La scelta è caduta, quasi automaticamente, su "Tutta colpa dell'amore - Sweet Home Alabama", film del 2002 che lancia l'astro nascente di Hollywood Reese Witherspoon prima dell'Oscar per il biopic su Johhny Cash ('05), sfruttando una bella serie di cliché e luoghi comuni che cementano il cinema di genere, questa volta di carattere sentimentale, con qualche incunabolo di carattere classico, affrontando il trito tema del ritorno (nostòs) ai luoghi natii.
Premetto che la Witherspoon mi è simpatica e che la inviterei volentieri a cena in qualche autogrill (con menù offerto da Il_Paolo: camogli + spremuta + macchiatone), ma che come attrice mi convince poco, soprattutto in film come questi: troppi gesti da gattina, troppo sopra le righe la sua recitazione (peraltro antipatica la voce in versione doppiata), troppe mossettine espressive, poco appeal complessivo. La trovo un po' la Meg Ryan degli anni 2000 e oltre, augurandole tuttavia di non finire: a) a gonfiarsi le labbra; b) a recitare in un thriller di Jane Champion; c) a diventare una ninfomane post-quaranta.
Ciò premesso, vediamo la trama del film: giovane stilista in ascesa (tipo la figlia del tastierista dei Pooh) decide di sposarsi con un membro dell'aristocrazia wasp della Grande Mela (con mamma Medea - nastratrice), ma per farlo deve convincere il suo ex marito a divorziare consensualmente (tipici stratagemmi di common law), recandosi, allo scopo, al paesello natio, nel cuore del simpatico stato sudista dell'Alabama (pron.: "E' laBema"). Per la ragazza sarà l'occasione per ritrovare il suo passato, i suoi semplici familiari, e per scontrarsi con una cultura rurale che aveva abbandonato senza troppi rimpianti, per unirsi alla fighetteria newyorkese ed alle usanze dei cittadini: dapprima schifata, poi di nuovo a contatto con le sue origini, troverà anche il modo di riconsiderare il suo quasi ex marito, forse non proprio il perdigiorno che lei credeva di aver abbandonato. Finale prevedibile, ma anche commovente per i cuori più teneri.

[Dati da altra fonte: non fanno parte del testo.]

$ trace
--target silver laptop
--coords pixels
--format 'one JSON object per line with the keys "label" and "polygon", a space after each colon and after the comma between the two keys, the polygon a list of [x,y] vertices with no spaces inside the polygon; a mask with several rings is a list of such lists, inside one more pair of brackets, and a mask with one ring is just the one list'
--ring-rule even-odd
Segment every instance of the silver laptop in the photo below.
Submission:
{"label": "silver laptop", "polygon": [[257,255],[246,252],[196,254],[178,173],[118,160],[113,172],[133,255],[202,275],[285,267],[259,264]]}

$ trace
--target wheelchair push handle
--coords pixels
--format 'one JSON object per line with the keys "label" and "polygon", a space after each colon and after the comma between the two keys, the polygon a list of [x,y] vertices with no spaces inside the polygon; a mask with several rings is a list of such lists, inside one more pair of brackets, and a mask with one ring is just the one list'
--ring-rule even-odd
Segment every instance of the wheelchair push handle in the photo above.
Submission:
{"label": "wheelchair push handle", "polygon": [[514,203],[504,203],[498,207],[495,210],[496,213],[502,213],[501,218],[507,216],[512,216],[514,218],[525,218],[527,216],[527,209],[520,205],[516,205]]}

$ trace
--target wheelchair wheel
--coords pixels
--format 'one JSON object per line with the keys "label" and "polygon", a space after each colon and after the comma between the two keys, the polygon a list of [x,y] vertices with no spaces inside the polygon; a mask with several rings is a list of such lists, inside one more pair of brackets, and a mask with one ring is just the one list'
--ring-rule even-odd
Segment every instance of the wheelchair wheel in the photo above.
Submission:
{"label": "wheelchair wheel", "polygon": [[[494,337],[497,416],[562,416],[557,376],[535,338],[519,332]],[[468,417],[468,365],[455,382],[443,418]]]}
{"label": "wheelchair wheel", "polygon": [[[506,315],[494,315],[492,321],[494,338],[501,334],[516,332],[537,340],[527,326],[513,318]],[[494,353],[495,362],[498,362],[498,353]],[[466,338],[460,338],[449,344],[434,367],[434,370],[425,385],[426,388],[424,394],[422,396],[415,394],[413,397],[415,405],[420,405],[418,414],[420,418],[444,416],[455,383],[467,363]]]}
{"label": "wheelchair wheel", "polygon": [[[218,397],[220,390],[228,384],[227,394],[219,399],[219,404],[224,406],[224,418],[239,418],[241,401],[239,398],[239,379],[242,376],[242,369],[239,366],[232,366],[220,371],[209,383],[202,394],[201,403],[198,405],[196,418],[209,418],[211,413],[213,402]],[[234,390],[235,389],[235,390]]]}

Successo considerevole negli States, flop in Italia come quasi tutti i film della Witherspoon (chissà perché), il film mescola tutta una serie di luoghi comuni, fondando l'intera narrazione sulle scissioni fra: città -campagna; ricchezza-povertà; cultura-incultura contadina; famiglia radical chic-famiglia tradizionale; musica tecno house trip hop-country rock+Lynyrd Skynyrd; Bloodhound-barboncino; spider-pick up ed altri arenicoli varii, il tutto shakerato con un po' d'amore e qualche buon sentimento di accatto, con riscatto finale per il sud verso il nord. Si noti come venga invece sottaciuto qualche altro luogo comune sull'Alabama, tipo il KKK e quanto ne consegue, zuccherando un po' la realtà, come si deve necessariamente fare per questi film votati ad accalappiare il pubblico più vasto senza urtare chicchessia.
Mi chiedo che sarebbe successo se la stessa cosa l'avessimo fatta in Italia, valorizzando in chiave femminile il personaggio del terrunciello di Abatantuono, che torna al sud mascherando il proprio accento con inflessioni nordiche... cosa che ho visto fare con una certa tristezza in alcune occasioni. Anche qui si potrebbe insistere sulle solite divisioni trite e ritrite (burro/olio; parmigiano/pecorino; maglietta/canottiera; Nek/Gigi D'Alessio; Lilli Gruber/Carmen La sorella +leghismi assortiti), per finire in un corale vogliamoci bene e così sia.
Bah, il tutto mi sembra posticcio anche perché, a mio parere, non c'è nulla di peggio che tornare nei luoghi che ci hanno visto crescere ed andare via, oppure - peggio ancora - nei luoghi che ci hanno visti felici: cambiamo noi, cambiano gli altri, non cambia nulla e questo magari ci fa arrabbiare, forse è meglio ripartire come fece tale Ulisse navigando verso le colonne d'Ercole.
Così in effetti pensano gli europei, che appunto sviluppando la rotta di Ulisse hanno scoperto l'America ed indi gli States (non ancora tali ovviamente), mentre diversamente la pensano gli statunitensi stessi, che dopo tanto andare in giro se ne tornano a casa e ci restano felici: salvo poi venire a Venezia, e tornare a casa con una gondola di plastica.
Voto bassino, meglio il cinema minore italiano, fidatevi di un esperto.